The only matters that can continue while a Chapter 11 bankruptcy case is pending are the following types of legal proceedings:
- Those brought by governmental agencies to enforce police powers.
Considering bankruptcy? Here are the next steps
Bankruptcy can be a difficult time for any individual or business owner. Here are a few tips to consider before determining a bankruptcy plan:
- Get familiar with each type of bankruptcy chapter to determine the best fit for the debtor’s needs.
- Consult a bankruptcy lawyer. Bankruptcy laws are complicated. An experienced attorney will be familiar with the U.S. bankruptcy code and will be able to advise you on your best course of action.
- Consider the costs. Bankruptcy can be expensive for filers. It may not make financial sense to pay the various fees, depending on your financial situation and your debt.
- Consider other debt-relief options, including a debt consolidation company or taking a loan from your savings or retirement plan.
- Talk to a nonprofit credit counselor to discuss your options.
- Call creditors and try to settle debt amounts, especially for consumer debt like credit cards.
- Prepare for a massive hit from all three major credit bureaus. And expect the bankruptcy filing to stay on a credit report for several years.
- Treat bankruptcy as a last resort. It will affect your credit score for up to 10 years.
The bottom line
A chapter 11 bankruptcy is a complicated, costly, and much longer process than a Chapter 7 liquidation. It may not be a perfect fit for all businesses, and it would be wise for someone considering this type of bankruptcy to consult a bankruptcy specialist.
The Small Business Reorganization Act of 2019 aims to make small business bankruptcies faster and less expensive. Generally, the Act only applies to business debtors with secured and unsecured debts of less than $2,725,625. The Act includes the following provisions: the appointment of a Trustee, streamlining the reorganization process, the elimination of the New Value Rule, modification of certain residential mortgages, delayed payment of administrative claims, and a discharge of limitations.

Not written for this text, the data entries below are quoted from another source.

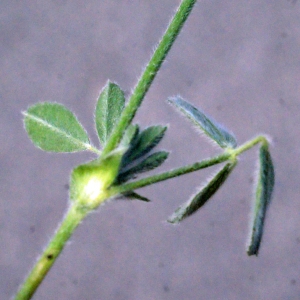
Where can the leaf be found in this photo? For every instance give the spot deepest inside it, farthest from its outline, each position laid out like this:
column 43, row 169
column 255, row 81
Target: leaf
column 145, row 142
column 151, row 162
column 108, row 110
column 205, row 194
column 264, row 189
column 52, row 127
column 210, row 127
column 136, row 196
column 90, row 181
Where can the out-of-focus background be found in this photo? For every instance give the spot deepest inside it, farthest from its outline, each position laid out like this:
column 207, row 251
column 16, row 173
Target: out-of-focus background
column 237, row 60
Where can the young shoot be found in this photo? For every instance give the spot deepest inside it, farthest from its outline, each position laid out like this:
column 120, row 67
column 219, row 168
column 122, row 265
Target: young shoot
column 129, row 150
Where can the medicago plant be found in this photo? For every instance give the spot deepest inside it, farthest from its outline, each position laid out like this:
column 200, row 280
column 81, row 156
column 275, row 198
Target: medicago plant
column 127, row 152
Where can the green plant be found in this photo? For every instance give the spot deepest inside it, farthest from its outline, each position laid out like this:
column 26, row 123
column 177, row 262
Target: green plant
column 127, row 152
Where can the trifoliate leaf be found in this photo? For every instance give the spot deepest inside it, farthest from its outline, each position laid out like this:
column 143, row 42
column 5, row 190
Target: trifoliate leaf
column 264, row 189
column 205, row 194
column 151, row 162
column 89, row 182
column 135, row 196
column 210, row 127
column 52, row 127
column 144, row 143
column 108, row 110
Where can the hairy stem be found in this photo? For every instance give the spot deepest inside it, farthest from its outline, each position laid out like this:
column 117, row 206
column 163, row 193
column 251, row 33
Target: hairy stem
column 149, row 73
column 227, row 155
column 71, row 220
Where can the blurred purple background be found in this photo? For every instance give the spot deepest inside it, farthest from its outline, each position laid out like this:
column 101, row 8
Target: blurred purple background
column 237, row 60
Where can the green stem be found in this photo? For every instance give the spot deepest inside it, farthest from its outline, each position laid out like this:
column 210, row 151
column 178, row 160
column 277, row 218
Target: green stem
column 246, row 146
column 149, row 73
column 72, row 219
column 227, row 155
column 170, row 174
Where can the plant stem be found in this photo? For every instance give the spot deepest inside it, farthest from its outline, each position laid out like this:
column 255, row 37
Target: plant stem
column 71, row 220
column 149, row 73
column 228, row 154
column 170, row 174
column 246, row 146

The New Value Rule eliminates the requirement for equity holders in the small business to affix a “new value” to their equity interests without paying creditors in full.
When a company or individual files for bankruptcy, they must first list all their debts.

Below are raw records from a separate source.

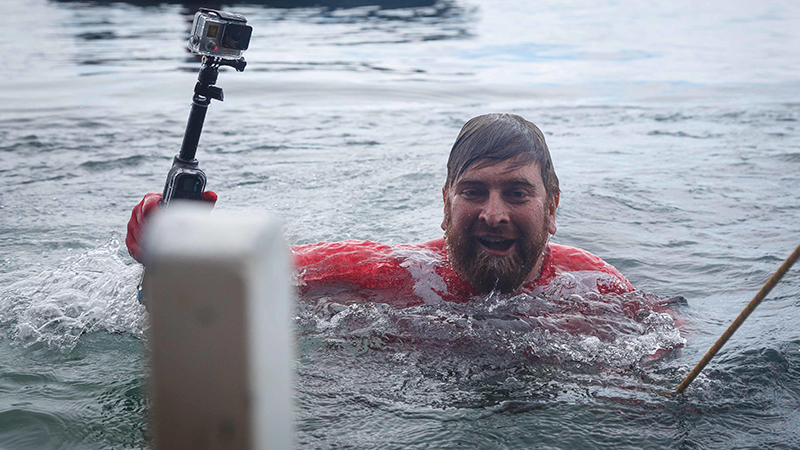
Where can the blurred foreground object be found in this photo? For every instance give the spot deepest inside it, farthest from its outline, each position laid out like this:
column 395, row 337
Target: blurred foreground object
column 220, row 301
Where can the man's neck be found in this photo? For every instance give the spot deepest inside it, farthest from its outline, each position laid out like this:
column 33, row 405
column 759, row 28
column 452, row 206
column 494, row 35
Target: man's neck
column 536, row 272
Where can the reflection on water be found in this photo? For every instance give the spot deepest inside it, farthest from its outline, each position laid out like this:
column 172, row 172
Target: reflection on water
column 673, row 129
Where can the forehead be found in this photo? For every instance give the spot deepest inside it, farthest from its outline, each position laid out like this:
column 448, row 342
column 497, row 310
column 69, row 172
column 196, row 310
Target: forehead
column 505, row 171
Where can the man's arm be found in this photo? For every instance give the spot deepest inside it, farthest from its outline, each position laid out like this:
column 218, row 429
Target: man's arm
column 139, row 216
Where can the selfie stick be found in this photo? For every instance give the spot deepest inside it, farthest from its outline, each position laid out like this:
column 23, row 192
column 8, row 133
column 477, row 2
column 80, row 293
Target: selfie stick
column 739, row 320
column 204, row 92
column 185, row 180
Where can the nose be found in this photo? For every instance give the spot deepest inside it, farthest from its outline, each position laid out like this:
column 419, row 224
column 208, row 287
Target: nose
column 495, row 211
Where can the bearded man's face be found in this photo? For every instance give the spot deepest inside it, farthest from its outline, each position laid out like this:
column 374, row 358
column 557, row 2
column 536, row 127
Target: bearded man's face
column 497, row 220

While secured debt uses the property as collateral to support the loan, unsecured debt has no collateral attached to it. In secured debt, interest rates are lower with longer repayment terms and typically higher loan limits.
An unsecured claim is a payment request made to the bankruptcy court by a creditor who doesn’t have the right to sell the property to satisfy the underlying debt. Credit card companies, medical bills, gym memberships, most personal loans, and utility companies often file unsecured claims.
The case trustee or the bankruptcy trustee is the person who appears at the 341 meeting of the creditors to inquire about the debtor’s veracity of their bankruptcy. The case trustee liquidates the debtor’s assets in a Chapter 7 bankruptcy and pays the creditors out of the repayment plan in a Chapter 13 bankruptcy. Case trustees are paid a commission from the bankruptcy estate based on its size.
The Attorney General appoints U.S. Trustees, so they work for the Department of Justice. They are responsible for supervising and appointing case trustees to bankruptcy cases, teaching them how to do their jobs. U.S. Trustees are paid out of the United States Trustee System Fund, financed by petitioners’ bankruptcy filing fees. Their primary responsibility is evaluating bankruptcy petitions and pursuing bankruptcy fraud. U.S. Trustees can also file adversary proceedings to revoke debtors’ discharge orders or request the bankruptcy court dismiss their cases.